Last week, the third quarter of 2020 came to an end – and the fourth quarter delivered a doozy of an October surprise.
President Trump has the coronavirus
On Friday Americans awoke to the news President Trump had contracted COVID-19. Financial markets responded with relative equanimity. After a brief sell-off on Friday, major U.S. indices finished the week, and the third quarter, higher.
Market enthusiasm cooled in September
U.S. stock markets moved higher in July and August. Then, in early September, investors became skittish and major U.S. indices recorded losses for several weeks. The surge of uncertainty may have resulted from changing vaccine expectations, concerns about earnings, fears of a disputed election, and lack of new stimulus, reported Ben Levisohn of Barron’s.
The Federal Reserve committed to low rates for a long time
The Federal Reserve’s changing policies may have had an influence on markets, as well. The Fed intends to keep interest rates near zero for the foreseeable future. The Federal Open Market Committee (FOMC) statement provided a big picture explanation, “The path of the economy will depend significantly on the course of the virus. The ongoing public health crisis will continue to weigh on economic activity, employment, and inflation in the near term, and poses considerable risks to the economic outlook over the medium term.”
Yields on 10-year U.S. Treasuries moved in a narrow range during the quarter, finishing near where they started.
Stimulus talks resumed last week
Treasury yields rose and stock markets perked last week when Congress resumed stimulus talks. Investors expect $1.3 to $1.5 trillion in new stimulus, according to BCA Research cited by Kiplinger’s.
Additional stimulus measures were expected early in the third quarter, after CARES Act provisions ran dry in July. However, better-than-expected economic data and a reluctance to increase the burgeoning budget deficit made some in Congress adopt a wait-and-see approach, reported Victor Reklaitis of MarketWatch.

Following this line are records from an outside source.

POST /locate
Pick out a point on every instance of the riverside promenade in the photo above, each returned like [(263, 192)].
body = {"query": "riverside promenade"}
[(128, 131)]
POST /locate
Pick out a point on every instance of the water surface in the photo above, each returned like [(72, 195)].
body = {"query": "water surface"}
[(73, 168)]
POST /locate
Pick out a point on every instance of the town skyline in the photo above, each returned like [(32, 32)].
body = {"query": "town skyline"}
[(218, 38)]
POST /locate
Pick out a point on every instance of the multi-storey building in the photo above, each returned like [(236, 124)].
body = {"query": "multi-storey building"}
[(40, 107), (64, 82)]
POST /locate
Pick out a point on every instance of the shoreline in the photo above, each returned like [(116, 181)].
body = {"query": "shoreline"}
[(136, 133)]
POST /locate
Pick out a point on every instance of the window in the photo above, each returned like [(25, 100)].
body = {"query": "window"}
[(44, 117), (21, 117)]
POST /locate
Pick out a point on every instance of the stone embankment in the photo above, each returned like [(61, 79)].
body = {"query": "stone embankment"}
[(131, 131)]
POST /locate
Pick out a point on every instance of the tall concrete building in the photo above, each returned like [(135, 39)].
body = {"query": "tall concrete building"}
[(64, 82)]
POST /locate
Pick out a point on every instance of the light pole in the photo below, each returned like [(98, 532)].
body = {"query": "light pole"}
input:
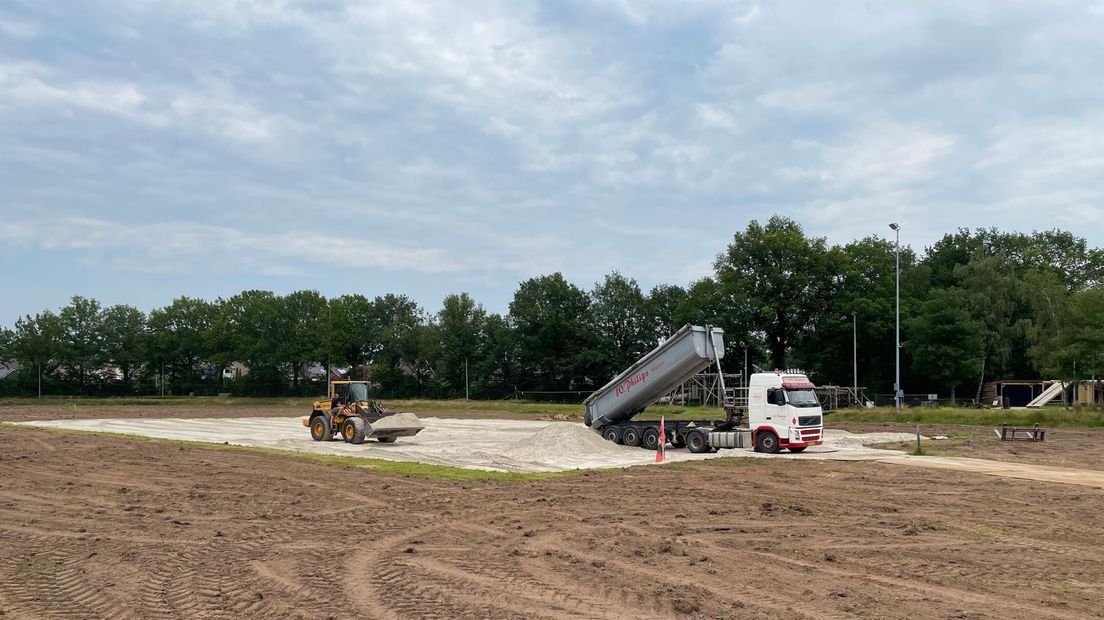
[(897, 383), (855, 353)]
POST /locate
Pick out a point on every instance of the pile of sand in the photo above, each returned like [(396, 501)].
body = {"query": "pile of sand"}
[(845, 440), (562, 440)]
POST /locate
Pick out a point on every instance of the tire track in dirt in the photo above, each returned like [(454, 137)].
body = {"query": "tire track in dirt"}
[(382, 583), (54, 583)]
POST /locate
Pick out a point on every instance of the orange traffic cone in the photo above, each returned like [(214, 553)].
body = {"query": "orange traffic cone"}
[(661, 447)]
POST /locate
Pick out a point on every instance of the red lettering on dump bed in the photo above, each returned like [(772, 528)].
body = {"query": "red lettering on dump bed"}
[(627, 384)]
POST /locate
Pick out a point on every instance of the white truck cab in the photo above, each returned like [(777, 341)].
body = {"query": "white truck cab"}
[(783, 412)]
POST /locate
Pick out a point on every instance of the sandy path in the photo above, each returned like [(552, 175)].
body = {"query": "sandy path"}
[(539, 446), (110, 527)]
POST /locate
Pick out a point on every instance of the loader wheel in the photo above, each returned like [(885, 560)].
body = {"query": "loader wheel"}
[(630, 436), (766, 441), (697, 442), (320, 429), (352, 430)]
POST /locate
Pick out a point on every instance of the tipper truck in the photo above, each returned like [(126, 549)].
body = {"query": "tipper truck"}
[(782, 408)]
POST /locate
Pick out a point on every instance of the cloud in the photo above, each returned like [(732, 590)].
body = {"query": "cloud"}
[(1051, 170), (495, 140), (180, 246), (32, 85), (18, 29)]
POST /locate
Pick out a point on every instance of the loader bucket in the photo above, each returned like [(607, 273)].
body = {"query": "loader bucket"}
[(393, 426)]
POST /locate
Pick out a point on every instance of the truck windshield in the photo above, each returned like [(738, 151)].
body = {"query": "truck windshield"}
[(803, 397)]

By last Friday, stimulus negotiations appeared to have stalled again. However, there were new calls for action over the weekend, following Friday’s weaker-than-expected employment report, according to Jacob Pramuk of CNBC.
The pace of recovery may be slowing
Throughout the third quarter, employment improved steadily. In July it was 10.2 percent. By September, it had fallen to 7.9 percent. While continued improvement is important, the pace of jobs creation slowed last month. Consensus estimates for September suggested the economy would produce 850,000 new jobs. It came up short at 661,000. That could be a sign economic growth is slowing.

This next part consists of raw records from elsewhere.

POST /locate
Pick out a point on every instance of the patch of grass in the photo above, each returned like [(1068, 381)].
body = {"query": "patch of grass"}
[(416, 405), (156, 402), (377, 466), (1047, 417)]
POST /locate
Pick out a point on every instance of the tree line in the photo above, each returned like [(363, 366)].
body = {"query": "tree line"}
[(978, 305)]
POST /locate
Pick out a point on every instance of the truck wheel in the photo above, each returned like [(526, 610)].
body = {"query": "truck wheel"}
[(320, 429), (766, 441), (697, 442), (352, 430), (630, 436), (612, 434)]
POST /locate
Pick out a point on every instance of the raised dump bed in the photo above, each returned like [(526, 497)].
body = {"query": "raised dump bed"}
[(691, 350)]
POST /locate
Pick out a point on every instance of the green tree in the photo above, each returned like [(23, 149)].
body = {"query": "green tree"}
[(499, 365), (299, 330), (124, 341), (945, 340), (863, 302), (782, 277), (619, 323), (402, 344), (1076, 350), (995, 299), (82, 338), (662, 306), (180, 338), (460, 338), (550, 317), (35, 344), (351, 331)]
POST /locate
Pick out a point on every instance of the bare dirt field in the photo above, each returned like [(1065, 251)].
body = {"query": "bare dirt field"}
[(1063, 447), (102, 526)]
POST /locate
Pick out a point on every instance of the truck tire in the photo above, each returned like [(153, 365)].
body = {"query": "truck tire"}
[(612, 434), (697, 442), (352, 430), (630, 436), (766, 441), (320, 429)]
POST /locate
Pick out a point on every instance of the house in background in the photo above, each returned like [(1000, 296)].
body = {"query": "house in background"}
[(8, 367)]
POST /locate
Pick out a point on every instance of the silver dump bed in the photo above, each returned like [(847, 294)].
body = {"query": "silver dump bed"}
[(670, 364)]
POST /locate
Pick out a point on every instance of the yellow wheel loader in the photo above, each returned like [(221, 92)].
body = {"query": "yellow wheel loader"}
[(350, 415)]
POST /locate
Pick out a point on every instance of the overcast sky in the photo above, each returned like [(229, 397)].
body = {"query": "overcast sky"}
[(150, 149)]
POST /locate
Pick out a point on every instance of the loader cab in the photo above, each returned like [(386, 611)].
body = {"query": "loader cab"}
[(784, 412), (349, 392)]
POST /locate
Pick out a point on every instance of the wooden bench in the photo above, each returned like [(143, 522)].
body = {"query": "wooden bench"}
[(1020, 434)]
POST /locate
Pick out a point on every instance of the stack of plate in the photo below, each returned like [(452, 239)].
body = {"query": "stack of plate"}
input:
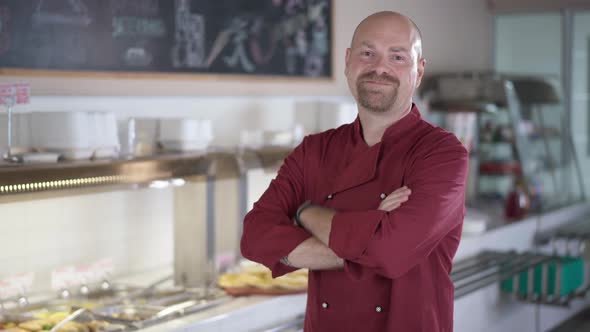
[(178, 134)]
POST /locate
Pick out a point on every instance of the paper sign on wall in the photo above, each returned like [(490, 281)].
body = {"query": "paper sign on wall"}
[(13, 94)]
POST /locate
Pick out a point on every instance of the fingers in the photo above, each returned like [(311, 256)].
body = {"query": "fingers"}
[(395, 199)]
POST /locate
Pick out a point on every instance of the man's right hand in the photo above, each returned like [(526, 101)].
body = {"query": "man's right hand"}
[(395, 199)]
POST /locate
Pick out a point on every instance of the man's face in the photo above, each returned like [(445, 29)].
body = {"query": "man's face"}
[(383, 65)]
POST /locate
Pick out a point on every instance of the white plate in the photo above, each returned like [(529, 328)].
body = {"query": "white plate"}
[(106, 153), (39, 157), (184, 145)]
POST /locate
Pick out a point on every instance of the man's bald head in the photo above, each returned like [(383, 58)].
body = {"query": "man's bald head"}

Economic growth improved during the third quarter
During the second quarter (April through June), the U.S. economy shrank by about a third (-31.7 percent). Data for third quarter economic growth is not yet available, but it is expected to show a significant improvement. The Atlanta Federal Reserve’s GDPNow estimates third quarter growth could be as high as 34.6 percent.
While a double-digit rebound would be welcome news, Aaron Weitzman of The Bond Buyer pointed out a 34.6 percent rebound does not offset a 31.7 percent contraction. The economy needs to grow by 46 percent to get back to even.
Volatility is likely to continue
Global markets may be volatile through the end of 2020.